Microsoft takes on Google with online software for SMEs

Microsoft will offer software as a service to small businesses, in a major step aimed at taking on Google’s online applications service, Google Apps.


Microsoft will offer software as a service to small businesses, in a major step aimed at taking on Google’s online applications service, Google Apps.

Exchange Online and SharePoint Online will be offered together with Office Communications Online and Office Live Meeting as a suite of services and as individual offerings. Microsoft originally announced Online Services last September, but at that point they were only available to businesses with more than 5,000 users. Early customers included Blockbuster, Coca-Cola, Energizer and XL Capital.

The expansion of the Microsoft Online Services to small businesses will be announced today by outgoing Microsoft chairman Bill Gates at the Office SharePoint conference in Seattle.

Microsoft will offer small businesses services to help manage email and calendars, as well as assist collaboration on documents and video-conferencing. It will become available in the second half of the year and there will be a flat annual fee per worker for subscription to the service.

The charges for using the service have not yet been announced. Last year, Google launched online applications at $50 (£25) annually per worker.

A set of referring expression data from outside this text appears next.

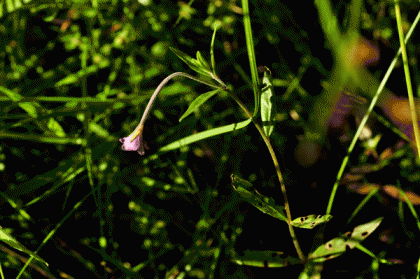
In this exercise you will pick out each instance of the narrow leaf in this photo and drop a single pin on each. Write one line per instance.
(72, 78)
(203, 62)
(270, 259)
(263, 203)
(213, 61)
(191, 62)
(203, 135)
(198, 102)
(310, 221)
(337, 246)
(266, 103)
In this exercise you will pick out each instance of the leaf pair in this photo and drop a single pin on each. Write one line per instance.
(267, 205)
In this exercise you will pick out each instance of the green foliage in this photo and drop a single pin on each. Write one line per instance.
(267, 93)
(310, 221)
(75, 76)
(263, 203)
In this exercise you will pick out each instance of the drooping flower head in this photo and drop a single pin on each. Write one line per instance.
(134, 142)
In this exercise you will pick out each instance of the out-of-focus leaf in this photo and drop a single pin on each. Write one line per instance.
(206, 134)
(203, 62)
(198, 102)
(5, 237)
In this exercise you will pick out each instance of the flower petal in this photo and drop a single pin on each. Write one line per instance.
(136, 145)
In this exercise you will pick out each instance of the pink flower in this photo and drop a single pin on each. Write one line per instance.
(134, 142)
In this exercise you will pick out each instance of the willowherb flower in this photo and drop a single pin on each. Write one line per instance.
(134, 142)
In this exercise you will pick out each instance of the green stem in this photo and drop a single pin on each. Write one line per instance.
(278, 171)
(407, 77)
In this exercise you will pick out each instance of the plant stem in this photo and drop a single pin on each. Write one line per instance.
(278, 171)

The new services are managed through a single web-based interface, through which IT managers can monitor the performance of the services, add and configure users, submit and track support requests, and manage users and licenses.

Yesterday Microsoft opened a limited beta trial of the new services to US companies.

Describing the expansion of the service, Gates said: “The combination of software plus services gives customers advanced choice and flexibility in how they access and manage software. With Microsoft Online Services, businesses can deploy software as a subscription service, from servers they manage on-site, or a combination of the two, depending on their specific needs.”

In a clear indication of Microsoft’s SaaS plans overall, Gates added: “In the future, customers and partners should expect to see this kind of choice and flexibility for all of Microsoft’s software and server products.”

John Brock, chief executive at Coca-Cola, said that using Microsoft Online Services was enabling the firm to “drive efficiency and effectiveness ... while significantly increasing opportunities for collaboration among employees, customers and suppliers”.

New Microsoft customers, and existing customers without Microsoft's Software Assurance licensing and support package, can purchase Microsoft Online Services as a subscription per user. Existing customers with Software Assurance on their Client Access licences can purchase a user subscription at a discount. Customers with a subscription will be able to use both Microsoft Online Services and on-premises server software.